Speciaal voor de gelegenheid was sir Ronald Cohen, voorzitter van de Global Steering Group for Impact Investing, een van de leiders van de mondiale impactinvestingsector én grondlegger van SIB’s, naar Nederland gekomen. Overdag was hij in gesprek met staatssecretaris van Ark en minister van Financiën Wopke Hoekstra over hoe SIB’s de manier waarop de Britse overheid maatschappelijke vraagstukken oplost, heeft veranderd en hoe dit ook in Nederland gerealiseerd kan worden. Tijdens het diner is sir Cohen keynotespeaker. Samen met onder anderen gedeputeerden, de drie grootbanken, de Rotterdamse wethouder Richard Moti, een van de oprichters van Social Finance NL Ruben Koekoek en Leo van Loon, oprichter en bestuurder van Buzinezzclub Rotterdam en SIB’s Rotterdam, wordt teruggekeken op vijf jaar Social Impact Bonds. De balans wordt opgemaakt, plannen worden gemaakt.
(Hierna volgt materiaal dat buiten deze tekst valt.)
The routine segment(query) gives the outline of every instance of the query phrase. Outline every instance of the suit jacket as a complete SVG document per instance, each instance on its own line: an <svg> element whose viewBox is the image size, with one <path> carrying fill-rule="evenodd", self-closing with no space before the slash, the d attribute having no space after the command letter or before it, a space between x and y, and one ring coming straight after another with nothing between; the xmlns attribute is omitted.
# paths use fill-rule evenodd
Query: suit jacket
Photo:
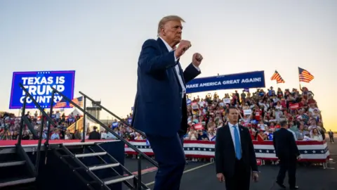
<svg viewBox="0 0 337 190"><path fill-rule="evenodd" d="M276 156L280 159L296 158L300 156L293 134L284 128L274 132L272 142Z"/></svg>
<svg viewBox="0 0 337 190"><path fill-rule="evenodd" d="M131 125L145 134L171 137L187 130L186 98L175 66L174 51L168 52L163 41L148 39L138 59L137 94ZM201 72L191 63L180 72L186 83Z"/></svg>
<svg viewBox="0 0 337 190"><path fill-rule="evenodd" d="M247 128L239 125L242 162L247 172L258 172L258 165L254 146ZM217 129L216 138L216 173L223 173L226 177L232 177L235 170L235 149L228 125Z"/></svg>

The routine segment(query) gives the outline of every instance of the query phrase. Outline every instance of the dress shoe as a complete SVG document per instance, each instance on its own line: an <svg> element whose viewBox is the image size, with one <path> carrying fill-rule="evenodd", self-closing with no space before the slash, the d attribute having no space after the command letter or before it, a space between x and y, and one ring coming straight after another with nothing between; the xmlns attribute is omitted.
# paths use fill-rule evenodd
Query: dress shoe
<svg viewBox="0 0 337 190"><path fill-rule="evenodd" d="M276 183L279 186L279 187L286 189L286 186L284 184L281 184L280 182L276 182Z"/></svg>

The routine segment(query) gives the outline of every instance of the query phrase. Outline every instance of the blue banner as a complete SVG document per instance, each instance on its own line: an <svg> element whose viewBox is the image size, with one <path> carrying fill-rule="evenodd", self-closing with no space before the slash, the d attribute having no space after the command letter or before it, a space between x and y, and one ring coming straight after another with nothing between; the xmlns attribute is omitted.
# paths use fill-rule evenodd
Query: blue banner
<svg viewBox="0 0 337 190"><path fill-rule="evenodd" d="M186 84L187 93L265 87L265 72L256 71L197 78Z"/></svg>
<svg viewBox="0 0 337 190"><path fill-rule="evenodd" d="M22 84L42 108L51 107L51 87L62 92L70 99L74 98L75 71L34 71L14 72L11 91L10 109L22 107L25 92L20 87ZM54 102L58 102L62 96L55 94ZM28 97L27 108L35 108L35 105ZM67 108L70 108L67 105Z"/></svg>

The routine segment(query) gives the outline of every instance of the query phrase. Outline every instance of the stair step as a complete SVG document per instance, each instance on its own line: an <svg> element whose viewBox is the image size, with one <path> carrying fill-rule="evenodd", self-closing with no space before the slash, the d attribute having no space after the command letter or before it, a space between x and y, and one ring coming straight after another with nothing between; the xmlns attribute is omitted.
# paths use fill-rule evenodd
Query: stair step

Sir Cohen opent de avond met te zeggen dat hij er trots op is dit bijzondere jubileum te mogen vieren, samen met de pioniers op het gebied van de Nederlandse SIB’s. ‘Nederland is het derde SIB-land en Rotterdam kent zijn problemen met werkeloosheid en immigranten. Dat hier de eerste SIB werd opgezet, is dan ook niet verwonderlijk. Maar we zien dat we overal ter wereld te maken hebben met armoede en de gevolgen daarvan. De armen worden armer, de rijken rijker en de overheid heeft daar tot nu toe niet veel aan kunnen veranderen. We zien ook dat filantropen al een eeuw lang proberen iets aan dit probleem te doen en dat ze hun werkwijze willen professionaliseren. Maar het probleem van deze groep is dat ze noch het geld, noch de middelen hebben. Ze hebben geld van investeerders nodig. Een Social Investers Bank en Social Finance was de oplossing, geïntroduceerd in 2007.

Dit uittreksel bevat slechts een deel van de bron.